Se da una parte è comprensibile il desiderio di evitare che si scateni il panico, dall’altra credo sia necessario migliorare comunque la comunicazione e affrontare il problema della mortalità e del basso tasso di guarigioni con trasparenza e decisione.

Guardando indietro alle primissime decisioni prese all’inizio della crisi, c’è stato un momento in cui la popolarità di Rutte ha vacillato: quando a fianco della raccomandazione per tutti di “lavorare da casa se possibile” il governo prese la decisione di non chiudere le scuole, sostenendo che non fossero veicolo di contagio e che chiuderle avrebbe creato problemi a chi non poteva lavorare da casa. Molti genitori sono insorti, anche perché si iniziavano a diffondere notizie su alunni, insegnanti o genitori che erano risultati positivi. I due antieuropeisti ed estremisti di destra Thierry Baudet e Geert Wilders, fiutando il sangue, si sono lanciati all’attacco in due interventi davanti al parlamento olandese. Rutte ha avuto però il buonsenso di riconsiderare la questione chiudendo le scuole il 16 marzo. 

Le disposizioni, che dovevano durare fino al 6 aprile sono già state estese al 28. Nel corso della conferenza stampa che annunciava l’estensione delle disposizioni il premier ha anche voluto aggiungere di “non fare programmi per la Meivakantie (il periodo di due settimane in cui le scuole olandesi chiudono, solitamente ai primi di maggio)” per evitare di illudere la gente che dal 28 in poi tutto sarebbe tornato normale. È scontato affermare che l’andamento del contagio nelle prossime quattro settimane dirà molto sull’efficacia della strategia olandese nella lotta al Covid-19.

Ma saranno settimane importanti anche per capire quanto gli olandesi facciano sul serio nel voler sostenere quella parte di Europa in cui il coronavirus sta causando molti più problemi. Dopo la gaffe cui abbiamo accennato in apertura, il ministro Hoekstra si è scusato per la mancanza di empatia e le ultime notizie parlano di una disponibilità olandese a donare fino a 1 miliardo di euro per la costituzione di un fondo di solidarietà europeo. Secondo Hoekstra si starebbe lavorando alla costituzione di questo fondo ad adesione libera cui gli Stati più in difficoltà potrebbero accedere senza dover poi restituire l’importo ricevuto.

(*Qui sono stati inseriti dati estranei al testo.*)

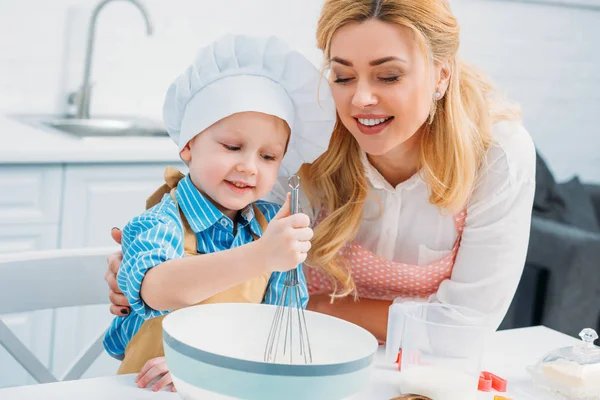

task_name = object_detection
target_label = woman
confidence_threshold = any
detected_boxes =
[107,0,535,388]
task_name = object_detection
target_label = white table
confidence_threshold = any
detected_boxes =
[0,326,578,400]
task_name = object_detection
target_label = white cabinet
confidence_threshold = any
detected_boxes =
[0,223,58,253]
[60,164,182,248]
[0,163,187,387]
[53,164,184,376]
[0,164,62,226]
[0,165,63,387]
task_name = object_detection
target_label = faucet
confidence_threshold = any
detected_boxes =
[71,0,152,119]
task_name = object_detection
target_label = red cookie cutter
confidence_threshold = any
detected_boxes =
[478,371,507,392]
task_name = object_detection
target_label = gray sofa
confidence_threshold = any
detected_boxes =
[500,155,600,336]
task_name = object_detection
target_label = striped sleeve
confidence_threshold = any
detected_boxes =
[255,200,308,308]
[117,202,184,320]
[263,264,308,308]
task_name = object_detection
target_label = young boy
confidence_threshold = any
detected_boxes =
[104,36,335,390]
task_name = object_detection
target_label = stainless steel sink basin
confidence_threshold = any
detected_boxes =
[15,116,168,137]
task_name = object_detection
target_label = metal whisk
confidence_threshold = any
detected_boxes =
[265,175,312,364]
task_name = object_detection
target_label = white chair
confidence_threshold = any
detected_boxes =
[0,247,116,383]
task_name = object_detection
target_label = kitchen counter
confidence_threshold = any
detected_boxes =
[0,115,181,164]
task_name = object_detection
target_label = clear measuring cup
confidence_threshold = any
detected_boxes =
[386,302,493,400]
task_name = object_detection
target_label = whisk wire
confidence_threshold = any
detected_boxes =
[264,175,312,364]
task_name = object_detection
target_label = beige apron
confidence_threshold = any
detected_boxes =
[117,167,271,374]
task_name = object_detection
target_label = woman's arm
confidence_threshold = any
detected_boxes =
[430,122,535,329]
[117,209,265,319]
[307,294,392,342]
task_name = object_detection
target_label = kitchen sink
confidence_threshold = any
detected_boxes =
[14,115,168,137]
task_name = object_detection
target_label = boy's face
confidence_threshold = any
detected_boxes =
[181,112,290,220]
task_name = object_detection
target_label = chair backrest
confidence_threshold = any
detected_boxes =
[0,247,118,383]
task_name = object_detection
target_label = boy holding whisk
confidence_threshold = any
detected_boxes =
[104,36,335,390]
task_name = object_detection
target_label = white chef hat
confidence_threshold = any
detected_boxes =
[163,35,335,176]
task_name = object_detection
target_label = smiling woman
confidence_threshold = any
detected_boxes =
[292,0,535,340]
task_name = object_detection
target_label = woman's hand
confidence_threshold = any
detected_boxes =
[135,357,177,392]
[104,228,130,317]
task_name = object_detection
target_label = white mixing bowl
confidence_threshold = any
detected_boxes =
[163,304,378,400]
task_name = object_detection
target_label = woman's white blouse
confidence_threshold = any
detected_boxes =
[269,121,536,328]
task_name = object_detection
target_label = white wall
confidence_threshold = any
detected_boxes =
[0,0,600,182]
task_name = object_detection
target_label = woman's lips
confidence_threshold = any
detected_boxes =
[354,117,394,135]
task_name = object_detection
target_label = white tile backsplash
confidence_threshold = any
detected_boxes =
[0,0,600,182]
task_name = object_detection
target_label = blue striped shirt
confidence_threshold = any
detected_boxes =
[104,175,308,359]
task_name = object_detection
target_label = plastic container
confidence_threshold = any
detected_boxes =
[527,328,600,400]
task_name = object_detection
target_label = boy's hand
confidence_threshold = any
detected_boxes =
[135,357,177,392]
[257,194,313,272]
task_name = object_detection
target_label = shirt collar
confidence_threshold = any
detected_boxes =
[240,204,262,237]
[360,150,424,192]
[175,174,262,237]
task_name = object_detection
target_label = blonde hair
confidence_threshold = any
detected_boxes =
[299,0,520,299]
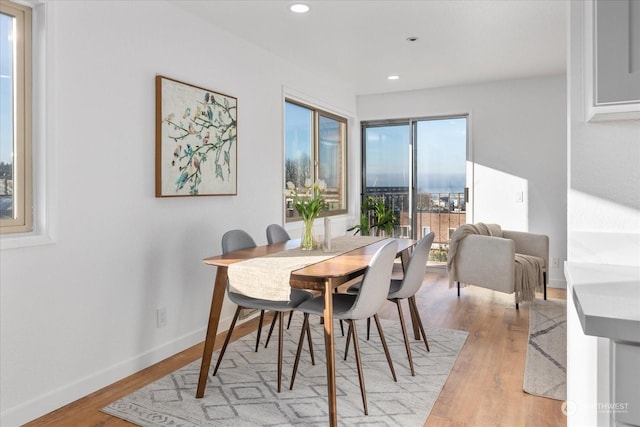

Pur parlando di “entusiasmo” manifestato da altri partner europei al momento non sono disponibili altre informazioni: soprattutto, non è chiaro a quali condizioni sia vincolato l’accesso ai fondi. Il premier Rutte avrebbe già richiesto di poter avere una videoconferenza con i colleghi di Italia e Spagna per spiegare le motivazioni del no al coronabond e del perché invece l’Olanda sia pronta a impegnarsi per il fondo di solidarietà introdotto da Hoekstra. Gli equilibri, in questo senso, sono estremamente delicati: non è nemmeno più una questione di essere europeisti o meno. È questione di essere umani: no alle manovre politiche, no all’ideologia e no al populismo spicciolo. L’unione (europea o meno) fa la forza.